This country just keeps getting stranger.
Last week, on my drive home from work, I had my cell phone and wallet stolen. That, in and of itself, is not a strange thing. In fact, in Karachi it is a rite of passage. You cannot be considered a true Karachiite if you haven’t been held up at least once. If you have managed to avoid such an experience, then it’s probably because you are the one doing the holding up. Otherwise, there is no excuse. If you want to be taken seriously in this city, then roll down your window and hand your phone over to the next person you see with a gun. It’s part of the social contract.
What made my mugging peculiar wasn’t that it occurred, it’s what happened after it began. He showed me his gun and asked me to hand over everything of value. Sitting in my car, I knew the standard operating procedure for such an event. There is an established protocol of behaviour here and if you stick to the script the entire procedure is over fairly quickly and painlessly. I handed over my phone and took the cash out of my wallet and gave it to him. He motioned towards a laptop bag and I opened it to show that it contained a book and some sketchpads. With the gun still in view, he smiled and asked if I was angry. I smiled back and pointed out that since he had taken everything I had on me, at the very least he could leave me my anger. I think that caught him my surprise. Comedy does that, it’s all about taking you unawares. Kind of like crime. He blurted out a laugh and so did I. Then, after a pause, he handed me back the phone and the cash. That was when I got confused. Was I the victim of some new hidden camera TV show? I think I even asked him that. He put his gun away and told me that robbery was something he had to do. A major political party had killed nine people of his ethnicity, all of whom were his close friends and family. He now had nine families to feed. But he couldn’t bring himself to do it to someone he liked. I offered him the cash again so he wouldn’t rob anyone else. He said that was unavoidable. He apologised and then walked away.

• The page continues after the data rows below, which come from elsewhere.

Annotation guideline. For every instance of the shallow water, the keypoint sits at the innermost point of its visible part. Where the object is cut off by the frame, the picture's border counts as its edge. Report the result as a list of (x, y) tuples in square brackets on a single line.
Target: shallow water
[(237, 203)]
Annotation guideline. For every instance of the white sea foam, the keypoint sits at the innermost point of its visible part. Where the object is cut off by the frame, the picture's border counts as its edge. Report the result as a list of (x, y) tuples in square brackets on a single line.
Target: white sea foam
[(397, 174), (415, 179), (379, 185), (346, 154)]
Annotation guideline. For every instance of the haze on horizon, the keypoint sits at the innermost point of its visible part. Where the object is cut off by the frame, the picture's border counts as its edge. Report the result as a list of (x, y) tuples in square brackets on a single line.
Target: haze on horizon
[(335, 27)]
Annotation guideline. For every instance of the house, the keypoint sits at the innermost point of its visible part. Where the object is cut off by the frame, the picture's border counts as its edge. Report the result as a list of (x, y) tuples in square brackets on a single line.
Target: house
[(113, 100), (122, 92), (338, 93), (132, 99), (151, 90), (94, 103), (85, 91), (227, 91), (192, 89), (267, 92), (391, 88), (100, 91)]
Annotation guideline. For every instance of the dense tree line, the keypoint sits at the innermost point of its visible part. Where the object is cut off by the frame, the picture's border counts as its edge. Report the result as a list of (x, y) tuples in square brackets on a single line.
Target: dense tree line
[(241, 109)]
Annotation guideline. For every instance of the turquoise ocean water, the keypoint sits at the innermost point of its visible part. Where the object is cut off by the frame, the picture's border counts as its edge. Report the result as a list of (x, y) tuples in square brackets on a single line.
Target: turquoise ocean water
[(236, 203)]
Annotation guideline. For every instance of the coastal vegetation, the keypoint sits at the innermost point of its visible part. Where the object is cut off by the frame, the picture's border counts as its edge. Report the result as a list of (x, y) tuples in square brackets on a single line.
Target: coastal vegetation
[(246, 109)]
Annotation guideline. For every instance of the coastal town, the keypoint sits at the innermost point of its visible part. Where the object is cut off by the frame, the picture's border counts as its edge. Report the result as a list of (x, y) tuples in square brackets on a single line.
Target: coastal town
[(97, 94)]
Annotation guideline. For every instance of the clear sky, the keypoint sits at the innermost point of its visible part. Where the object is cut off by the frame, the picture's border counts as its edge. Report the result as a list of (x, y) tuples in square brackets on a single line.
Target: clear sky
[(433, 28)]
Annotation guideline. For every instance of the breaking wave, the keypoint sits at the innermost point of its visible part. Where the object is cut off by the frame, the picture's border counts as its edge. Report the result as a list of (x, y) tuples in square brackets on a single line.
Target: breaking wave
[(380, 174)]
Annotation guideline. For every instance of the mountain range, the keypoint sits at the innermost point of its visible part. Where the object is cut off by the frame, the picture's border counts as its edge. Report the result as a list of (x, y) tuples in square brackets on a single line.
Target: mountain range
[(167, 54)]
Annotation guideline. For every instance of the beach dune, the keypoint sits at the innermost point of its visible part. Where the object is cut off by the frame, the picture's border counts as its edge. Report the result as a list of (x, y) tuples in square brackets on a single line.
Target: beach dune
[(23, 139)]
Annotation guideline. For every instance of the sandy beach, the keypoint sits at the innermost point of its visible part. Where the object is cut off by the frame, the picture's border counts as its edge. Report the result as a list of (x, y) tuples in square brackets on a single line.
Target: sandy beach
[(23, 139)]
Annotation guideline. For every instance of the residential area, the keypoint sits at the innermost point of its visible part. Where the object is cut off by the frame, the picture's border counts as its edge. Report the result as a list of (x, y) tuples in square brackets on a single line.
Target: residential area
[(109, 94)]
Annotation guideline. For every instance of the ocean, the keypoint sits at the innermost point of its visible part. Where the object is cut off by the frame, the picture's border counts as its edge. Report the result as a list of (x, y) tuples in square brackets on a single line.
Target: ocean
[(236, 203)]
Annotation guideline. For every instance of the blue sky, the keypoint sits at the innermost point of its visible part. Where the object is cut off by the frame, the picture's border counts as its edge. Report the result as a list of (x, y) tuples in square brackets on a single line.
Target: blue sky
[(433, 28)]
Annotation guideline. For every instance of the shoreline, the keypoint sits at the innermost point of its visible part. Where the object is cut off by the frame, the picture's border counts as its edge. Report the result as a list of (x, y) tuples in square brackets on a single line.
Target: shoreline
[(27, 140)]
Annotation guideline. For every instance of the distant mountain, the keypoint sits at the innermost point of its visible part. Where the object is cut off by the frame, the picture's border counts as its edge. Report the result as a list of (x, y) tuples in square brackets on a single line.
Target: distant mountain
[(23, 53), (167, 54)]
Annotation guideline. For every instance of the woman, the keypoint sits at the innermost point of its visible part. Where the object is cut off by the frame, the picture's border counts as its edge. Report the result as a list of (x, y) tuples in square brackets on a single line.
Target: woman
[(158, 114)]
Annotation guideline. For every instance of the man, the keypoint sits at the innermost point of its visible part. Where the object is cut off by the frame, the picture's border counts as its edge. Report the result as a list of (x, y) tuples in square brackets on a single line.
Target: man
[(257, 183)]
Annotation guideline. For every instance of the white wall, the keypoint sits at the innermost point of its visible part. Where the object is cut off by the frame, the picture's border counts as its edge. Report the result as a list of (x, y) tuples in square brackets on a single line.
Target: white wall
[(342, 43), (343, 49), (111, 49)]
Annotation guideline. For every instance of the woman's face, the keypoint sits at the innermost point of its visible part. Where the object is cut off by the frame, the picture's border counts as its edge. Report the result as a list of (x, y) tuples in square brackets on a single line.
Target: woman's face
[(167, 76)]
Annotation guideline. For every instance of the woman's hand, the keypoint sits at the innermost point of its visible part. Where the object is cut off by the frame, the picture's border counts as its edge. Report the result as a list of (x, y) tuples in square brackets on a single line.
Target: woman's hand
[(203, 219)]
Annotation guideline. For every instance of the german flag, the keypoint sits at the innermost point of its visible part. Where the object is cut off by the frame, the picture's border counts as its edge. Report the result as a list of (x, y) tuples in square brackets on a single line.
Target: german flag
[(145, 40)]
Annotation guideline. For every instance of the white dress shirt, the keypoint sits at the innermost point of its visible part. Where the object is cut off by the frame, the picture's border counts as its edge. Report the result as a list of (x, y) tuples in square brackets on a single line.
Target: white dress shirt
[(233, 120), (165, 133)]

I think I would have been less shocked had he actually taken my phone and money. Like I said, it’s a damn strange place we live in. Surrounded by crime and terrorism and corruption and all sorts of evils, we forget that sometimes we are the victims of victims. Were there other options for him? Did he look for a job in a market where joblessness was increasing? Or maybe he was forced into this racket by people with more power than him? Was it just a matter of time before he was killed by the same people who killed his friends and family? Or would he perpetuate the cycle of violence by killing the friends and family of another? With just a brief interaction borne of desperation, all I am left with is a need to construct my own narrative. It’s the same narrative that fills the story of an incredible musical being performed these days, titled “Karachi – The Original Musical” with the tagline, “Haar na mano”. The artistry of that performance was true and honest enough that it had me thinking back on my erstwhile mugger the entire time. It, too, is a story about desperation, the mistakes created by it and the erosion of humanity by the harsh environment we live in. These are the stories left to us now. Not about hope and happiness, but about survival and the surprises we encounter along the way.
Strange country. Let’s keep it that way.
Published in The Express Tribune, November 10th, 2011.